Ce morceau prouve deux choses : tout d'abord, que Cabrel est un
compositeur hors norme, bien trop sous estimé. En deuxièmement
qu'il ne faut pas forcement une armada de violon et de clavier pour
faire une belle chanson d'amour. Une guitare et des chœurs cela est
bien suffisant lorsqu'on a un texte d'une telle beauté. On ne se
rend plus compte de cette beauté de par le nombre d'écoute trop
importante, on entend le texte sans l'écouter, alors qu'il vaut
nombre de poèmes.
Arrive ensuite les
détails de l'édifice avec des chansons aux caractères tous
différents. Dans un domaine très construit et très blues viennent
se loger « Assis Sur Le Rebord Du Monde » et « La Cabane Du Pécheur ». Avec ces deux là, des dizaines d'images
nous sont données pour faire notre propre film, la qualité de
l'écriture est encore à mettre en avant. C'est fou à dire car tant
dans l'une et l'autre la part belle est faite à un solo en arrière
plan qui évolue au long de chaque mélodie jusqu'à gagner sa place
en fin de chanson. Je suis très amateur de solo mais c'est pourtant
la mélodie qui me charme à chaque fois, surtout sur « La
Cabane Du Pécheur », quel talent... Francis Cabrel aime la
musique en général et c'est pour cela que le style manouche fait
une petite apparition au sein des « Vidanges Du Diable »

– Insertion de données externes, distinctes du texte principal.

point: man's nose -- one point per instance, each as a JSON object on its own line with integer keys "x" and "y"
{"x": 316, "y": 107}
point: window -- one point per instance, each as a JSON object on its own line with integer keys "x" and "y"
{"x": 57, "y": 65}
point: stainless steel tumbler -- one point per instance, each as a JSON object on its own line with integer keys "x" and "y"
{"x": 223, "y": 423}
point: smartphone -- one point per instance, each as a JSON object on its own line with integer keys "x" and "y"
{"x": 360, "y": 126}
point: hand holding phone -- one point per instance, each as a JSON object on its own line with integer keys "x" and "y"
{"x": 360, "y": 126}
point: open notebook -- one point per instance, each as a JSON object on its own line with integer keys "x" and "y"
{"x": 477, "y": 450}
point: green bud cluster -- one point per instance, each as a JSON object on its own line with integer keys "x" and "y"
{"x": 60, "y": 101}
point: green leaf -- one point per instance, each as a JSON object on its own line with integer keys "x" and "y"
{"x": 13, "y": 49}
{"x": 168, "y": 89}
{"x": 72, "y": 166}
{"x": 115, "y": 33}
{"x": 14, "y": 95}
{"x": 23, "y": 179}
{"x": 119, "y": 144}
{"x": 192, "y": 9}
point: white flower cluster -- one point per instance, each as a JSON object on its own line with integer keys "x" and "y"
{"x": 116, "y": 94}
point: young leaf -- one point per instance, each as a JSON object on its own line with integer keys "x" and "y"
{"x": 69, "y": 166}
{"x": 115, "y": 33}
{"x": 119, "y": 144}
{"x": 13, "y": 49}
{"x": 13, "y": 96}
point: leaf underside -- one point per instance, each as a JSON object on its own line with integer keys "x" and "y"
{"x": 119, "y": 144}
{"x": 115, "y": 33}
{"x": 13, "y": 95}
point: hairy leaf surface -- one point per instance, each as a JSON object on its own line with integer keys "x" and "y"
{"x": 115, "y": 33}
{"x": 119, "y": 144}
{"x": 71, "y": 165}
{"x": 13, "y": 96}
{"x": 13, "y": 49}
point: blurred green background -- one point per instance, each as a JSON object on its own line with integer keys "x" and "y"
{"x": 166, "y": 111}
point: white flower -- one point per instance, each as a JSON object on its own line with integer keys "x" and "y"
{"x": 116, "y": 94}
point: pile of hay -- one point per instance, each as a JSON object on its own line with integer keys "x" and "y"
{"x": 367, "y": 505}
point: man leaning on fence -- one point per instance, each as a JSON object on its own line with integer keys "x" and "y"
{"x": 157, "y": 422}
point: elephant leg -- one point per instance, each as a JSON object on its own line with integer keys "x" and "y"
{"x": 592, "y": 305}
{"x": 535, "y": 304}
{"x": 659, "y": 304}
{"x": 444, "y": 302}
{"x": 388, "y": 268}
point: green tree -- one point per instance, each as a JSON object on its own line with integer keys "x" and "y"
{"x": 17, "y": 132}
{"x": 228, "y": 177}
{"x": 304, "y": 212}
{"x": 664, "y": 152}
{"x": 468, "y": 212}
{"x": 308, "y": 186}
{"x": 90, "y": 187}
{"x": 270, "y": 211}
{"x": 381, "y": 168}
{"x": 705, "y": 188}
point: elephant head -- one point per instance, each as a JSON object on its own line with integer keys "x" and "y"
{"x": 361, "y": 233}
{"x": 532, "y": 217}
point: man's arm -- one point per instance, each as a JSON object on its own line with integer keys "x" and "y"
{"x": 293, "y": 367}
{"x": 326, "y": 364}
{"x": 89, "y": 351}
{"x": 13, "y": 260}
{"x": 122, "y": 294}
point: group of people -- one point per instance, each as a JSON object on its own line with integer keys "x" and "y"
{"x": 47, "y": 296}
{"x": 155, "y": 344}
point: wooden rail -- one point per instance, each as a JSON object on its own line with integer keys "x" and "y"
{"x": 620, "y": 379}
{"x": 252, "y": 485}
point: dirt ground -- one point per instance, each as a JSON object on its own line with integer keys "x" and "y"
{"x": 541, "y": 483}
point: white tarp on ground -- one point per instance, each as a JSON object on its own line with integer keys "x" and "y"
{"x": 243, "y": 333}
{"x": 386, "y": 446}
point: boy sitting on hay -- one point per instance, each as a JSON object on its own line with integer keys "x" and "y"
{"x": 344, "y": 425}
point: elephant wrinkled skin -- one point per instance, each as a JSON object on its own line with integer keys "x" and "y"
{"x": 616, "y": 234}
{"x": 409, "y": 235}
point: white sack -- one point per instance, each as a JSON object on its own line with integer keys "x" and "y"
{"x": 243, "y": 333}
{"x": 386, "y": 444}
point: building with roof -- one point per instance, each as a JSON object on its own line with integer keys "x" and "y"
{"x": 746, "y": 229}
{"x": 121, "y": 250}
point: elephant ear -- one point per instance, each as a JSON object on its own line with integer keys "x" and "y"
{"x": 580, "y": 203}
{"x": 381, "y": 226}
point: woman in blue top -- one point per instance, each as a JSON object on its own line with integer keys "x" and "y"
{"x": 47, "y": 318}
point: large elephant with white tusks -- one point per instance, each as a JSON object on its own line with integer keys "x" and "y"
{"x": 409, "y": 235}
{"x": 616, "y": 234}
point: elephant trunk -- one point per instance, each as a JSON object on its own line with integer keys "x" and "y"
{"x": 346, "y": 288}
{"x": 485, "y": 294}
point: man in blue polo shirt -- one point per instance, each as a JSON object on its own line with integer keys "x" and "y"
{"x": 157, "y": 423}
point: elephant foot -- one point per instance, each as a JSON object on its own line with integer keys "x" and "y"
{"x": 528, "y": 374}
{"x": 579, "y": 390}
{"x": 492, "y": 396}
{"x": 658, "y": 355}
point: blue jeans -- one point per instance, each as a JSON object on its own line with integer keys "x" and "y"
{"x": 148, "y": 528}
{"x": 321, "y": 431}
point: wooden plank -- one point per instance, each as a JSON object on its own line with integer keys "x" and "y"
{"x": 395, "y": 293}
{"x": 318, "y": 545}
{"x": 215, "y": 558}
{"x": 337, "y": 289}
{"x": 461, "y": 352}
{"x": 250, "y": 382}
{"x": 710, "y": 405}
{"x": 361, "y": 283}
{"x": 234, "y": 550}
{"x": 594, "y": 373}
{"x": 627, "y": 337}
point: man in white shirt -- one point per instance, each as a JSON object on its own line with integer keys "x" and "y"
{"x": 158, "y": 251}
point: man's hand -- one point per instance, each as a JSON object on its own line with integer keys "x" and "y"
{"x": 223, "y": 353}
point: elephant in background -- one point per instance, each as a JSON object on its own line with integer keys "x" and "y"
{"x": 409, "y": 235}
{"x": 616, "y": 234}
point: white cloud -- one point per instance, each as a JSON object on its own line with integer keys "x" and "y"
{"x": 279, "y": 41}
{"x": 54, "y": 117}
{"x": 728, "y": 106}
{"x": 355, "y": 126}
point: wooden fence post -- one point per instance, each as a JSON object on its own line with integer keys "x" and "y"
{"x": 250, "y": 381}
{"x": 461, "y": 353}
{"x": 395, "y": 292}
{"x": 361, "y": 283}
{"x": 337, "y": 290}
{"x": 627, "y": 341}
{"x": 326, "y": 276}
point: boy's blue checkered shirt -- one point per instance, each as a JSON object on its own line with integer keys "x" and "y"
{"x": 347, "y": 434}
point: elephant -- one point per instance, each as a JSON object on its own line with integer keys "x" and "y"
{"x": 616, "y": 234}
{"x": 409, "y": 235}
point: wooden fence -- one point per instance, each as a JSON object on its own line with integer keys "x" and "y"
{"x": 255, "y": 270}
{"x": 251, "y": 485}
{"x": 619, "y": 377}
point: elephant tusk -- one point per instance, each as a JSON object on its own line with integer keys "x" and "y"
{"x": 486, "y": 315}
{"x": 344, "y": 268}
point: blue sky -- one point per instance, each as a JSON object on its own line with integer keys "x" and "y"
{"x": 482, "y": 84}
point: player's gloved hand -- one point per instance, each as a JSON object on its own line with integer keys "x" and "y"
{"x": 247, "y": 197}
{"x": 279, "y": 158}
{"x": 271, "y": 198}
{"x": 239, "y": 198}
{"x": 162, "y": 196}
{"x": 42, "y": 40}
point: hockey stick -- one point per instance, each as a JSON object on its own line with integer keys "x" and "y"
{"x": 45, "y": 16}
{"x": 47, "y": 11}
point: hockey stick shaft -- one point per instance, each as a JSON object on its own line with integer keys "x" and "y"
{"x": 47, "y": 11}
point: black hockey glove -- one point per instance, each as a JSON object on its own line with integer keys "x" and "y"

au niveau de l'accompagnement. La chanson plus traditionnelle
Française se trouve dans le duo « L'Arbre Va Tomber » et
« Octobre ». Ce n'est pas une critique bien au contraire
que de les poser en chansons Françaises, elles en font toute partie.
Il s'agit juste de ne pas leurs donner un autre genre qui viendrait
les agrémenter un peu plus. Sans vouloir me répéter mais
l’expansion de l'Homme sur la forêt est encore une réalité de
nos jours, et par une approche romantique de l'arbre Cabrel se pose
en défenseur de cette cause pratiquement perdue.
« Tôt Ou Tard S'EnAller » conclu l'album de façon curieuse. Elle paraît
inachevée ou du moins volontairement décharnée. Une sorte d’au
revoir qu'on ne souhaite pas, un retour sur soit même et sur ce qui
a été accompli ou non. Il y a du regret, « j'avais des
rêves », tout comme j'ai du regret à chaque fois que
l'album se termine, car oui il faut bien « Tôt Ou Tard S'En
Aller ».
J'ai eu du mal à débuter
cet article, j'aurai du mal à le finir, car c'est la fin du plongeon
dans l'univers de Francis Cabrel. Cet univers qui se compose tant par
ses superbes textes que par ses mélodies qui vous emportent et vous
dessinent des histoires où l'on aime être le héros. Je ne ferme
jamais complètement la parenthèse Cabrel, elle est toujours
ouverte. Les soirs où rien ne va, rien ne convient. Lui, et un
« Samedi Soir Sur La Terre » conviennent toujours.